Sebagai seorang perempuan, saya termasuk golongan yang tidak terlalu mengikuti perkembangan sepakbola. Pemain bola terakhir yang sanggup membuat saya pantengin berita bola dan pertandingannya di tv hanyalah Ricardo Kaka, itu pun waktu masih berseragam AC Milan (tahulah yah karena apa, maklum namanya juga wanitah, hehehe).
Tapi meski begitu, saya termasuk yang antusias apalagi jika ada pertandingan timnas Indonesia (usia berapapun itu) melawan tim-tim luar.
Sedikit banyak jadi hapal "kutukan" atau "pola" yang sering melanda para pemain kita, yang sebenarnya sangat bagus secara teknik dan taktik, namun selalu terjegal stamina atau entah bagaimana selalu kurang beruntung setelah meraih kemenangan di partai sebelumnya.
Bosan melihat euforia kemenangan di awal, dan kemudian melempem di akhir, saya jadi malas-malasan setiap nonton timnas.
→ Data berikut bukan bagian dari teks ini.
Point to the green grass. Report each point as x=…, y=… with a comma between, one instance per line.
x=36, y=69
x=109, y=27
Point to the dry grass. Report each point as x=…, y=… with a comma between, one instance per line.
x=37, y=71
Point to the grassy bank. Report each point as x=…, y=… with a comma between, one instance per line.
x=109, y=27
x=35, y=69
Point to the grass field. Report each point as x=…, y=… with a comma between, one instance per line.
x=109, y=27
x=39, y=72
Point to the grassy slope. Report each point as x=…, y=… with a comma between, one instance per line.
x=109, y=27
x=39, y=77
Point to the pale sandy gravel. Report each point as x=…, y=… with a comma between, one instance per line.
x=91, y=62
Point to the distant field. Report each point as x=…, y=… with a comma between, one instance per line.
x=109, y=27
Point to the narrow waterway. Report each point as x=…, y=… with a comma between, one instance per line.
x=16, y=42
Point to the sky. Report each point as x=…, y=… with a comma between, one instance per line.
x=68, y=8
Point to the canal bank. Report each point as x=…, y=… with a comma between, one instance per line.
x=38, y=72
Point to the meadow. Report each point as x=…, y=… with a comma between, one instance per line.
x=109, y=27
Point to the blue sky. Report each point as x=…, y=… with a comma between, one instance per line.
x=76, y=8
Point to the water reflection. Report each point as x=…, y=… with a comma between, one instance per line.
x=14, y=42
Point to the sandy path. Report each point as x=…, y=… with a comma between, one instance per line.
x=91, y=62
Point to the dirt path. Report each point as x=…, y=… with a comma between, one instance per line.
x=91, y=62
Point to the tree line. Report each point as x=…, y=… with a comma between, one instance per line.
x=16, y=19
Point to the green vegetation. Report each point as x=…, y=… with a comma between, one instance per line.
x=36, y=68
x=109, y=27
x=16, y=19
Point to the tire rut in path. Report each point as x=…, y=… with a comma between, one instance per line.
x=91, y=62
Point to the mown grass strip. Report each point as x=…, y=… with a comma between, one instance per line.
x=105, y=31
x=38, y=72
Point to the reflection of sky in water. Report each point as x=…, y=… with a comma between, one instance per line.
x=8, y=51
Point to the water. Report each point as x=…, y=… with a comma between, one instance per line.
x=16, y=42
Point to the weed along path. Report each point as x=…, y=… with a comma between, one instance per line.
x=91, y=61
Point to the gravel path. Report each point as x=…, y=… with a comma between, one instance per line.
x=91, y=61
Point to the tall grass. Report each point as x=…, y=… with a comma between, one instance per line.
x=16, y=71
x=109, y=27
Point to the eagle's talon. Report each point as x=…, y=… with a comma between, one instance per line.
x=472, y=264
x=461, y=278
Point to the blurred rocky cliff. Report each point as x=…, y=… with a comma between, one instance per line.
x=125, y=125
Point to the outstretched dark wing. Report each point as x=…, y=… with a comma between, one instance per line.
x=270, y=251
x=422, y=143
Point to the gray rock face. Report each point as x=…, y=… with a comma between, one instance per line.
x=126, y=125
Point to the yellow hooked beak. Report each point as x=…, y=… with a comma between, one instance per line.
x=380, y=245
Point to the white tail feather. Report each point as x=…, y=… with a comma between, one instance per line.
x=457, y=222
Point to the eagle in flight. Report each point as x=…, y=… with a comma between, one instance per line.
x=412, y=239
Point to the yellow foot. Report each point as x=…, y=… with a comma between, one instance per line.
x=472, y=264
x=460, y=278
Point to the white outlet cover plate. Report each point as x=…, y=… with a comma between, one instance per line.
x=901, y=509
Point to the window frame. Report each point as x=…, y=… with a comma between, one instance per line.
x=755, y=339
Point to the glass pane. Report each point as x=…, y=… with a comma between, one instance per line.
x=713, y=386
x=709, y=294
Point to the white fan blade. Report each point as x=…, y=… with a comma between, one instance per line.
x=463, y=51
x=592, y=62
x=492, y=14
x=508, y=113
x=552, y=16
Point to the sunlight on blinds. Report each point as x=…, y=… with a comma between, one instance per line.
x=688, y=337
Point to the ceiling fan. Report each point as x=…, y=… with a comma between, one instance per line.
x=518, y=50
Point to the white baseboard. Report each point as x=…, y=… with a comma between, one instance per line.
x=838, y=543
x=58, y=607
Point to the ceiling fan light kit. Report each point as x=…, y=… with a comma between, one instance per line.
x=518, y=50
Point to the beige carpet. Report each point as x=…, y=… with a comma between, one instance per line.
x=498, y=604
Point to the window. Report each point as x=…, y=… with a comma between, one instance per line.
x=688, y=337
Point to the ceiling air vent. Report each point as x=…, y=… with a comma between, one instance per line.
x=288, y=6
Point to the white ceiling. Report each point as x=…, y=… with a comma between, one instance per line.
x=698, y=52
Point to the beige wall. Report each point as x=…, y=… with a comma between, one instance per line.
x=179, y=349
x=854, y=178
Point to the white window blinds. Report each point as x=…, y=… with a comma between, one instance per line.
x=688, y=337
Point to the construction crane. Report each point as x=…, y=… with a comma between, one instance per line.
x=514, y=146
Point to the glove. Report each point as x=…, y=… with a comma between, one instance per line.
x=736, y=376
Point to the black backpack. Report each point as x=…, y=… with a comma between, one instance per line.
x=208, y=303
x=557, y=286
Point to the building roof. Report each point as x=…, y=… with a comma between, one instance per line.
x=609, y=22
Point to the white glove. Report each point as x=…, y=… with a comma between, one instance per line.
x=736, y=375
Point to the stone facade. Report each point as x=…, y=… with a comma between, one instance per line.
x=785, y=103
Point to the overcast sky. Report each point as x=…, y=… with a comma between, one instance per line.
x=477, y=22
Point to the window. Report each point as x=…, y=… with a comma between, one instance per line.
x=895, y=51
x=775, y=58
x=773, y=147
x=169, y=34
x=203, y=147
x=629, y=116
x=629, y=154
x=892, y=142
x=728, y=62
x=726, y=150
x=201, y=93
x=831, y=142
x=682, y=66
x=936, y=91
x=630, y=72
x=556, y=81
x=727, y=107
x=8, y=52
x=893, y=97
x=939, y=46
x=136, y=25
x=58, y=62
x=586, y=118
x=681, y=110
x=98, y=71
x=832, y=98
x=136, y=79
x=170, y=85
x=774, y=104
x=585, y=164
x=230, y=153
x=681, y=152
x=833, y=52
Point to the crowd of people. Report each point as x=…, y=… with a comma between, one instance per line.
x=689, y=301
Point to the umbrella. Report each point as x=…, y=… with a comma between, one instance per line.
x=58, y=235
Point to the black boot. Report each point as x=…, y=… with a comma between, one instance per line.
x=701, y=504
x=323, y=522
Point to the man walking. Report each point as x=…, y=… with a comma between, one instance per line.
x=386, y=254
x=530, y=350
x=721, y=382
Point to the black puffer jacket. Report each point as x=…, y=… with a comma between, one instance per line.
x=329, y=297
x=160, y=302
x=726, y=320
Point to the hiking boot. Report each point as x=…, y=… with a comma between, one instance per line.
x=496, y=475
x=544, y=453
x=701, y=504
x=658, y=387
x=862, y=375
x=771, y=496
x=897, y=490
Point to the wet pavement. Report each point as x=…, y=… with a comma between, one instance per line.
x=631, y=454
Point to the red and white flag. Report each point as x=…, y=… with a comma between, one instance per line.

Tapi untuk timnas yang berlaga di SEA Games kali ini, saya akui pandangan saya berubah.Â
Acungan 2 jempol pun rasanya tidak cukup untuk mengapresiasi perjuangan Egi Maulana Fikri dan kolega di medan laga. Awalnya saya kira anak-anak muda itu akan kewalahan menghadapi lawan-lawannya di fase grup yang cukup tangguh.
Tapi hasil berkata lain, tim sekelas Thailad dan Singapura mereka paksa menyerah, Brunei hingga Laos pun di labas tak berbekas. Hanya Vietnam yang mungkin sedikit sulit untuk ditaklukan. Tapi itu tidak mengurangi kekaguman saya, terlebih ketika tim besutan pelatih Indra Syafri itu berhasil membuktikan kedewasaan mereka dengan mengalahkan Myanmar dengan skor 4-2 di semifinal.
Mengapa saya sebut kedewasaan? Karena jika jadi mereka mungkin saya pun akan down, ketika kemenangan sudah di depan mata namun kemudian justru kebobolan dua gol dalam waktu nyaris berdekatan.
Biasanya, mental pemain apalagi pemain muda, akan langsung jatuh di sana. Beberapa kali saya menonton tim yang bernasib serupa dan akhirnya seperti kehilangan visi bermain. Tapi timnas kali ini berbeda, walaupun sudah kebobolan dua gol dan game tampaknya akan dilanjutkan ke babak penalti (seperti yang sudah-sudah), Evan Dimas dkk tetap berjuang habis-habisan menggempur pertahanan lawan.
Dan seperti yang sudah kita ketahui, usaha tidak pernah mengkhianati hasil. Dua gol tambahan cukup membuat Indonesia lega bisa lolos ke partai final dengan menyungkurkan Myanmar 4-2.
Yang menarik, tanpa mengurangi rasa hormat dan kagum pada segenap official pelatih dan pemain lainnya, gol terakhir dari Evan Dimas membuat saya senyum-senyum sendiri. Saya yang jarang menonton pertandingan sepakbola ini sangat terhibur dengan kecerdasan visi seorang Evan membangun serangan dan kelincahan Sadil Ramdhani menggocek bola. Tidak lupa peran Sani Rizki yang tidak kalah dewasa sehingga memutuskan memberikan asisst ke Evan Dimas yang berdiri lebih bebas.
Akhirnya, kemenangan itu bukan hanya sekedar angka yang terpampang  di papan skor, namun lebih dari itu, ia menegaskan
bagaimana pemain timnas kali ini bukan hanya bagus secara kualitas permainan, tapi juga matang dalam kedewasaan. Â Ya, kedewasaan dan kematangan berpikir ternyata dibutuhkan di setiap lini kehidupan, termasuk pertandingan sepakbola. Bravo Indonesia.